API Integration Configuration

If your application needs to integrate with external barcode APIs, configure them in the Application.Integrations section of appsettings.json. The DocumentProcessor component itself focuses on OCR and document processing, but can be extended to support barcode lookups.

Extension Points

The DocumentProcessor component is designed to be extensible:

Custom Document Processors

Implement the IDocumentProcessor interface to create custom processing pipelines:

public interface IDocumentProcessor
{
    Task<PreprocessingResult> PreprocessImageAsync(PreprocessingRequest request);
    Task<OcrResult> RunOcrAsync(OcrRequest request);
    Task<InferenceResult> RunInferenceAsync(InferenceRequest request);
    Task<JobStatus?> GetJobStatusAsync(string jobId);
}

Service Registration

Register your custom implementation in Program.cs:

// Use the built-in implementation
builder.Services.AddOcrDocumentProcessing(builder.Configuration);

// Or register a custom implementation
builder.Services.AddSingleton<IDocumentProcessor, MyCustomDocumentProcessor>();

Document OCR Pipeline

The DocumentProcessor includes an advanced OCR pipeline that uses machine learning to extract structured data from document images (receipts, invoices, forms).
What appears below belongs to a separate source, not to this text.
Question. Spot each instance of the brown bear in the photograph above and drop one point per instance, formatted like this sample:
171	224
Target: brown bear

It combines optical character recognition with layout-aware transformer models (LayoutLMv3, Donut, IDEFICS2) to accurately identify and extract fields like vendor names, dates, amounts, and line items.

Architecture

The DocumentProcessor uses a hybrid architecture:

  1. API Service (C#/.NET): Handles HTTP requests, validation, and orchestrates the Python OCR pipeline
  2. Python OCR Service: Performs image processing, OCR, and ML-based field extraction
  3. Blazor Component: Provides interactive UI for document processing with live preview
  4. GPU Acceleration: Supports CUDA-enabled GPUs for faster processing (falls back to CPU)
                    ┌─────────────────────────┐
                    │   Blazor Component      │
                    │  (DocumentProcessing)   │
                    └───────────┬─────────────┘
                                │ HTTP POST
                                ▼
                    ┌─────────────────────────┐
                    │   .NET API Service      │
                    │  (DocumentController)   │
                    │  - Request validation   │
                    │  - Base64 handling      │
                    └───────────┬─────────────┘
                                │ Process.Start
                                │ (Python subprocess)
                                ▼
                    ┌─────────────────────────┐
                    │   Python OCR CLI        │
                    │   (Ocr/cli.py)          │
                    │  - Image preprocessing  │
                    │  - PaddleOCR / Tesseract│
                    │  - Model inference      │
                    │  - Field extraction     │
                    └─────────────────────────┘

OCR Pipeline Stages

  1. Image Preprocessing (using ImageMagick CLI via shell scripts)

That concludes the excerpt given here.